Deciphering Trifolium pratense L. holobiont reveals a microbiome resilient to future climate changes. Rhizosphere and endosphere of red clover (Trifolium pratense)

The plant microbiome supports plant growth, fitness, and resistance against climate change. Trifolium pratense (red clover), an important forage legume crop, positively contributes to ecosystem sustainability. However, T. pratense is known to have limited adaptive ability toward climate change. Here, the T. pratense microbiomes (including both bacteria and fungi) of the rhizosphere and the root, shoot, and flower endospheres were comparatively examined using metabarcoding in a field located in Central Germany that mimics the climate conditions projected for the next 50-70 years in comparison to the current climate conditions. Additionally, the ecological functions and metabolic genes of the microbial communities colonising each plant compartment were predicted using FUNGuild, FAPROTAX and Tax4Fun annotation tools.
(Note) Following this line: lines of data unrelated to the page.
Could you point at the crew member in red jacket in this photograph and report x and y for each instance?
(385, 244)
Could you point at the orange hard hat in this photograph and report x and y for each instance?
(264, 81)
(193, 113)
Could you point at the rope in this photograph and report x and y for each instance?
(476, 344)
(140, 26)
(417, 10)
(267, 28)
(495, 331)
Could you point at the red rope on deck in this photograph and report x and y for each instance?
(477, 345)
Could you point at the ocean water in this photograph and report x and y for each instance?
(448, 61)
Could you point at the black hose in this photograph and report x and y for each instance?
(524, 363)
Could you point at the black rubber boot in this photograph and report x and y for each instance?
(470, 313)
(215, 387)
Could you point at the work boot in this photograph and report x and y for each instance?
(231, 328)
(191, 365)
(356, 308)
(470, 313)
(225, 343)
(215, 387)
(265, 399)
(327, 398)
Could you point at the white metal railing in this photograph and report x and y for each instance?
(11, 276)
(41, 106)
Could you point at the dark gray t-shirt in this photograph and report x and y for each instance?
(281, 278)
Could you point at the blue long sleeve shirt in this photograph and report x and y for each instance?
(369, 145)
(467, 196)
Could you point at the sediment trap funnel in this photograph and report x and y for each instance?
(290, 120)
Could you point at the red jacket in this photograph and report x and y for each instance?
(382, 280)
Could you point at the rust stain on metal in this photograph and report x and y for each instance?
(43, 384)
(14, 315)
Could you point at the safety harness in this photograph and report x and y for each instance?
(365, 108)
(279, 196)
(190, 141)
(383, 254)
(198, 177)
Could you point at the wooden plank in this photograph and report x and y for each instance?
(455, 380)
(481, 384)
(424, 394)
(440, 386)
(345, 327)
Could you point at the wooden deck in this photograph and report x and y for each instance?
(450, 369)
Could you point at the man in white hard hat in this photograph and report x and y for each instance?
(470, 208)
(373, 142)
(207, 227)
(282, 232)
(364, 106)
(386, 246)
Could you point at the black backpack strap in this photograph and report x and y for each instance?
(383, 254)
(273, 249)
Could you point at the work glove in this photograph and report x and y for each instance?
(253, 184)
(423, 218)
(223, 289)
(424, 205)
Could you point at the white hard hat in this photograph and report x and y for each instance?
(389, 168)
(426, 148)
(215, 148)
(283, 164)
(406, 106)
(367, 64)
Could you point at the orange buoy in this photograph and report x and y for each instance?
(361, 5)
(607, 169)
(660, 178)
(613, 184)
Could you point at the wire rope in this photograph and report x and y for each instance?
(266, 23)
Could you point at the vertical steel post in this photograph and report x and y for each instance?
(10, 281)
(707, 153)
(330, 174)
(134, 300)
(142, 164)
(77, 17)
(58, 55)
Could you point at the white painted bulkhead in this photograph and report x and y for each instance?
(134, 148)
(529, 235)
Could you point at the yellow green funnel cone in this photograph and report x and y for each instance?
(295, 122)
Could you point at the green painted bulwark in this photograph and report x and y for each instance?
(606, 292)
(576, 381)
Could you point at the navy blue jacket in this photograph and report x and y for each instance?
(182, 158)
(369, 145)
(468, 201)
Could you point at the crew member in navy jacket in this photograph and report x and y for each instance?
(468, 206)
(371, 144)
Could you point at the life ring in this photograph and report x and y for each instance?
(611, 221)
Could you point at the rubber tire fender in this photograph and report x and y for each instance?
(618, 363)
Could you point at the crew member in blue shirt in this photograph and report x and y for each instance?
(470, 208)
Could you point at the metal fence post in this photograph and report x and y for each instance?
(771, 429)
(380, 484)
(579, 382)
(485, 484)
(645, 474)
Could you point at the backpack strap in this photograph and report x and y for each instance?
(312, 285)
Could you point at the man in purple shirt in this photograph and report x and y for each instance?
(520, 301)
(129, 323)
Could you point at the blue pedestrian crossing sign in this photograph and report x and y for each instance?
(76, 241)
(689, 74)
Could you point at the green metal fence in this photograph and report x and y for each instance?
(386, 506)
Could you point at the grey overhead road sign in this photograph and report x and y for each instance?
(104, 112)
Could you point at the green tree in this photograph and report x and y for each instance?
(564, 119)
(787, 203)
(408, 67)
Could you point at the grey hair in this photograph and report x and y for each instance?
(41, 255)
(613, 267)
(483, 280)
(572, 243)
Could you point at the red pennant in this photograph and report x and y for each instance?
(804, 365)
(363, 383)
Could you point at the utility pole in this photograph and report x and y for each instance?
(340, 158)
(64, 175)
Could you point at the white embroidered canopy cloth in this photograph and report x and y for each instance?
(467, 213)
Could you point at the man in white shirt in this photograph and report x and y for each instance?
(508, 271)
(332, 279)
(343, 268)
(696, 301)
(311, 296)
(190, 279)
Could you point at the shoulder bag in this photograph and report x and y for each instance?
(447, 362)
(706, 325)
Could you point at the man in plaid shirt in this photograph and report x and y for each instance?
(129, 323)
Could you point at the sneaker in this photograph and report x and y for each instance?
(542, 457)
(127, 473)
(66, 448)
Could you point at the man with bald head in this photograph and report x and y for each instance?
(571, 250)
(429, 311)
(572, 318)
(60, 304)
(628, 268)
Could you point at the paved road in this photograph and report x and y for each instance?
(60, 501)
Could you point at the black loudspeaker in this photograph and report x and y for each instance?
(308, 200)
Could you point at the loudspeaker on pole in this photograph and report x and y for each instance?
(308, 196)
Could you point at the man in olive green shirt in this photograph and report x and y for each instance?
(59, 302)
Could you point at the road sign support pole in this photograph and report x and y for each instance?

Our results showed that the individual plant compartments were colonised by specific microbes. The bacterial and fungal community compositions of the belowground plant compartments did not vary under future climate conditions. However, future climate conditions slightly altered the relative abundances of specific fungal classes of the aboveground compartments. We predicted several microbial functional genes of the T. pratense microbiome involved in plant growth processes, such as biofertilisation (nitrogen fixation, phosphorus solubilisation, and siderophore biosynthesis) and biostimulation (phytohormone and auxin production). Our findings indicated that T. pratense microbiomes show a degree of resilience to future climate changes. Additionally, microbes inhabiting T. pratense may not only contribute to plant growth promotion, but also to ecosystem sustainability.